По прочтении текстов Светланы Алексиевич у меня остается устойчивое впечатление, что она обращается не к носителям травматического опыта. Вынув из них опыт страдания («Боль, как доказательство прошедшей жизни. Других доказательств нет, другим доказательствам я не доверяю». Примечательно, что один из бывших афганцев, угрожавших Алексиевич после публикации ее афганских дневников, почти теми же словами описал свое виденье: «Я свою правду в целлофановом мешке нес... Отдельно голова,отдельно руки...Другой правды нет...»), писательница обращается к таким как она, тем, кто этой боли не знает, но узнав которую, должен эмансипироваться от прошлого. В своем афганском дневнике она напишет: «Я вернусь отсюда свободным человекам...Я не была им, пока не увидела нас здесь.». В отличие от Дори Лауба, одного из создателей видеоархива выживших жертв Холокоста Fortunoff, утверждавшего, что «Мы спаслись, потому что хотели рассказать, но есть и другая сторона правды: рассказать, чтобы спастись», Алексиевич спасает «завтра» (неслучайно о своей чернобыльской книге она говорит «Мне иногда казалось, что я записываю будущее...») – от воспроизведения того неприемлемого для нее образца идентичности, на который она списывает современные проблемы, от экологической катастрофы Чернобыля до путинского режима.

Принято распознавать три уровня повествования о прошлом, исторический, полный контекстов, материальных и антропологических; трансисторический, который конструирует сквозь разные истории нечто общее – например, историю институционального насилия (Мишель Фуко) или гетеропатриархата (Джудит Батлер); и трансцедентальный – который в каждой истории усматривает притчу, вечное ценностное наполнение.
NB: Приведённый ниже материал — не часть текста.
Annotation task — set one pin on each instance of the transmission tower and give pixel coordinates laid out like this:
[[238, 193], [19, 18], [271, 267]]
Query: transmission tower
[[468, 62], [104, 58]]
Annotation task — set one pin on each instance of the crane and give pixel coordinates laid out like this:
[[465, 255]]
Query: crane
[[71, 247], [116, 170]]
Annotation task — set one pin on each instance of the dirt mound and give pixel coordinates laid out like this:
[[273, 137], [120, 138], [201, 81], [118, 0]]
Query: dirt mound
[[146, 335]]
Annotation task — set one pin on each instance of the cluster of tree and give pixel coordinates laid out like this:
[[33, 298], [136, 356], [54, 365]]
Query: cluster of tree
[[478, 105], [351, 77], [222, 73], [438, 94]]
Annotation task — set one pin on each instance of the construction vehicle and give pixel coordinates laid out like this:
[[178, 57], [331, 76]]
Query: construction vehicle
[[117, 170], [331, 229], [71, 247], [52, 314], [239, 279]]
Соотнести эти три уровня – тот самый квест, в разрешении которого западные литература и история превратились в спарринг-партнеров. Наблюдение за их «поединком» не только увлекательно, но опосредует взаимодействие индивидуальной и коллективной памяти. Доминик ЛяКапра сосредотачивается на двух модальностях в отношениях литературы и истории. Самая распространенная состоит в том, что литература фиксирует определенный период, но чтобы остаться документальным свидетельством того периода «на века», встраивает контексты в более или менее трансцедентальный, «вечный» набор ценностей. Каноническим примером можно считать Ивана Бунина, который встроил исход России как в международные литературные контексты, так и в предыдущие поколения отечественных писателей. Михаил Шолохов – еще один пример такого вполне систематического осмысления того же периода – но в контексте несколько иного набора ценностей и социального наполнения.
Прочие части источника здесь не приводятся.